The standard DNa selected by dialysis units should minimise the interventions required for complications associated with low or high DNa. Assuming that there has been some degree of optimisation over the years, the best compromise is likely to be 138 to 140 mmol/L. Approximately 90% of the DOPPS units that had a standard DNa chose a concentration in this range [10
]. The optimum standard DNa for any unit will depend on practice patterns (interventions to preserve kidney function, availability of dietary advice, dialysis time and frequency, use of bioimpedance to assess fluid status, early assessment for transplant in healthier patients, etc.) and so may change over time.
Before adjusting the standard DNa, an audit should be carried out of IDFG, the frequency of intradialytic complications and/or interventions, and the change in SNa during dialysis. Measurements of pre- and post-dialysis SNa are required as the latter cannot be assumed to be equal to DNa. After excluding patients who rarely experience problems during dialysis, the proportion of symptomatic patients whose SNa increases or decreases during dialysis can be compared.
If SNa increases, the patient may benefit from a lower DNa. However, if the patient has low SNa due to fluid intake that is not sodium related (e.g., poor control of blood sugar or social drinking), the increase in SNa may be helping the patient tolerate fluid removal. Patients whose SNa decreases during dialysis may benefit from a higher DNa provided any additional fluid gained can be removed without complications.
If an adjustment to the standard DNa is indicated, the audit should be repeated once patients are established on the new DNa to check that a reduction in intradialytic morbidity across the unit has been achieved. The change may not always have the desired effect in symptomatic patients and may adversely affect those who were comfortable with the DNa to which they were accustomed.
As with adjustment of the standard DNa, individualisation of DNa has the potential to do more harm than good. Changes in prescription should not be made unless the unit has the resources to monitor the patient and ensure that they have benefitted. For patients with high IDFG and low pre-dialysis SNa, the cause of excessive fluid gain should be addressed before considering a decrease in DNa. A higher DNa may help patients who suffer with IDH and cramps but, again, other causes (such as excessive fluid depletion during dialysis and post-dialysis hypokalaemia) should be ruled out first.

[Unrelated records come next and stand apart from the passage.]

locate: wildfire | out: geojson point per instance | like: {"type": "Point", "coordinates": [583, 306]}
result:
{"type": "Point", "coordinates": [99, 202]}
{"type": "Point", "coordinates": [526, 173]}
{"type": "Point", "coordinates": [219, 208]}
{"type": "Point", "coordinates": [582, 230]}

We were asked to end this statement with our approach to selecting a standard DNa in a new unit with no historical data to audit. Our starting point would be 138 mmol/L, based on the opinion that inappropriately low target weight is a significant factor in intradialytic complications. If the setting of patients’ target weight is guided by objective measurements of fluid status rather than blood pressure, post-dialysis dehydration and loss of RKF should be avoided, meaning that patients are less likely to benefit from higher DNa. In our ideal practice, all staff in the new unit, not just the dietitians, would be able to provide appropriate and individualised dietary advice for patients with high IDFG.